Life insurance is a common estate planning product owned by California residents. It provides estate planners with the peace of mind of knowing that their loved ones will be cared for in the event of their deaths. Life insurance can be used to support a family after the estate planner has passed, to replace his or her contributions to family income, to ensure that there is sufficient money to pay for a child’s college education, or simply to pay for one’s burial expenses.
However, it is important to keep in mind that life insurance can create some unique challenges from an estate planning perspective. Irrevocable life insurance trusts, or ILITs, seek to resolve many of these problems.
An ILIT is an asset holding device, just like any other kind of trust. However, in the case of an ILIT, this trust will own your life insurance police and thereby remove it from your estate. The ILIT is also irrevocable, so once you create it and fund it with the insurance policy, you cannot take it back to place under your name again. That said, you will be able to control other parts of your ILIT. For example, you can decide who the beneficiaries will be and you can define what terms exist for them to receive benefits after you have died. You can also select who the trustee of your ILIT will be.

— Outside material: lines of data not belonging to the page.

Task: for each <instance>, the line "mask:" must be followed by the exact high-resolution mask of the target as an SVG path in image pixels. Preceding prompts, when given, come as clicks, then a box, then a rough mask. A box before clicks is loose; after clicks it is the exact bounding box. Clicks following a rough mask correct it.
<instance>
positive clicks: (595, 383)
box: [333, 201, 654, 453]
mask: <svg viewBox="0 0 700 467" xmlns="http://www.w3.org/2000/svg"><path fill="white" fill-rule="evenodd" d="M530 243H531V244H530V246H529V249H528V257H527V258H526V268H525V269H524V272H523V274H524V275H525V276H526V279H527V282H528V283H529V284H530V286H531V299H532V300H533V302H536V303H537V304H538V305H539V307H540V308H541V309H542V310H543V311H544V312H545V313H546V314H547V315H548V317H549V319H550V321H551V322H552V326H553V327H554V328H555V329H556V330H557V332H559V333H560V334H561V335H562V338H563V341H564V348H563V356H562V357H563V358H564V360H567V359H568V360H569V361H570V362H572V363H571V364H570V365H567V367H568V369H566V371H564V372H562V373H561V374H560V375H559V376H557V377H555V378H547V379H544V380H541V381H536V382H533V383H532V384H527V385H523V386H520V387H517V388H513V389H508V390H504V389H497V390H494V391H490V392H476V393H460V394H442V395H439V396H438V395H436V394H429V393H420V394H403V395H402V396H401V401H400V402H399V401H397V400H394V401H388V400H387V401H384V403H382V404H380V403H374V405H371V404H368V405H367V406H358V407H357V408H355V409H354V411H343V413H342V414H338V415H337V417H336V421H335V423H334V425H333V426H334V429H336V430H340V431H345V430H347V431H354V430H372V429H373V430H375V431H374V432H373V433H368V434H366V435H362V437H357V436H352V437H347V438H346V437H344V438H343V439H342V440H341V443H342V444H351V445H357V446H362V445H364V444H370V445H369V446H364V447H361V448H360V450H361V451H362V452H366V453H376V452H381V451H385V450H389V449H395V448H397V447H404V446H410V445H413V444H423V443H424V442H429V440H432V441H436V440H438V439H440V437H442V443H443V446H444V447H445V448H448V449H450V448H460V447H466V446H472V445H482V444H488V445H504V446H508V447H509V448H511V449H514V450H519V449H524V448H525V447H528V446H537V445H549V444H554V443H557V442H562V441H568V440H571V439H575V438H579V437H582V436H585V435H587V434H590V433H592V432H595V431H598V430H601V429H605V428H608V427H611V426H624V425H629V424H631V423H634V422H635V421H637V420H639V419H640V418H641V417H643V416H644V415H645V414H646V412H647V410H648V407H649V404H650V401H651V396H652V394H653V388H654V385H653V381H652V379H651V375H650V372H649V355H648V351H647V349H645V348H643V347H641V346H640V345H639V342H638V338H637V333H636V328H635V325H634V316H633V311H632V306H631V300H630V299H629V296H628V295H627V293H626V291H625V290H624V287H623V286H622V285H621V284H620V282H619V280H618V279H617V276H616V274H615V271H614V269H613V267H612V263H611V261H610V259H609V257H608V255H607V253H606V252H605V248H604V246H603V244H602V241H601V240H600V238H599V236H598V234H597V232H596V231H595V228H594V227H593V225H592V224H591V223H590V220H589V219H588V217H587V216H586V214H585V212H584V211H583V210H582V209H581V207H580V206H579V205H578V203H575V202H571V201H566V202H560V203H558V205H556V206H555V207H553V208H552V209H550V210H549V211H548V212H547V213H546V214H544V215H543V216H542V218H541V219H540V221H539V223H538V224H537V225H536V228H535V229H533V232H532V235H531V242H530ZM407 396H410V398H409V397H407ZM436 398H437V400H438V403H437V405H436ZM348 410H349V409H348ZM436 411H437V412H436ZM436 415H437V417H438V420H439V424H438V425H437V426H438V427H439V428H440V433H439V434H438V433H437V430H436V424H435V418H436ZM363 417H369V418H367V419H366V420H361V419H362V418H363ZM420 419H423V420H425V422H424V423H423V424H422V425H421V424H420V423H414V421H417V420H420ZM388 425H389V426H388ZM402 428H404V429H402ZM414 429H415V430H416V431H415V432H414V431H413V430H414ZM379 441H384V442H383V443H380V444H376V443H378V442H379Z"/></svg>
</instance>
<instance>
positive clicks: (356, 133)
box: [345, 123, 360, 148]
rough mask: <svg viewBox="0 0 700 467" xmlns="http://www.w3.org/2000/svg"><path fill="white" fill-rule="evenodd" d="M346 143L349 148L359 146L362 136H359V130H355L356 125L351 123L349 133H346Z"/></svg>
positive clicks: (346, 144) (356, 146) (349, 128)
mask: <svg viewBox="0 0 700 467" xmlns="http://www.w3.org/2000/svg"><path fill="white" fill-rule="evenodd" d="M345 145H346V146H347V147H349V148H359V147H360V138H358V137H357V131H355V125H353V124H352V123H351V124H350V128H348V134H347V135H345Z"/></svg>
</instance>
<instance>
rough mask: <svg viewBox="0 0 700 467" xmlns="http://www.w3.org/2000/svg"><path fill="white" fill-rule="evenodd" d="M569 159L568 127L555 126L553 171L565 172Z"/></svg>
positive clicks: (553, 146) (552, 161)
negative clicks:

The most important benefit of an ILIT comes in the way of tax savings because it will reduce your estate’s value considerably and thus reduce the tax liabilities applied to your estate. It will also help to protect your life insurance policy’s cash value from creditors who may seek to collect against your estate after you have passed. Finally, if you have a beneficiary who is receiving government aid, it will protect his or her ability to collect benefits.
There are numerous advantages that ILITs provide, but it is important to speak with a qualified estate planning attorney about your unique situations and goals before deciding whether this legal device is appropriate for your needs.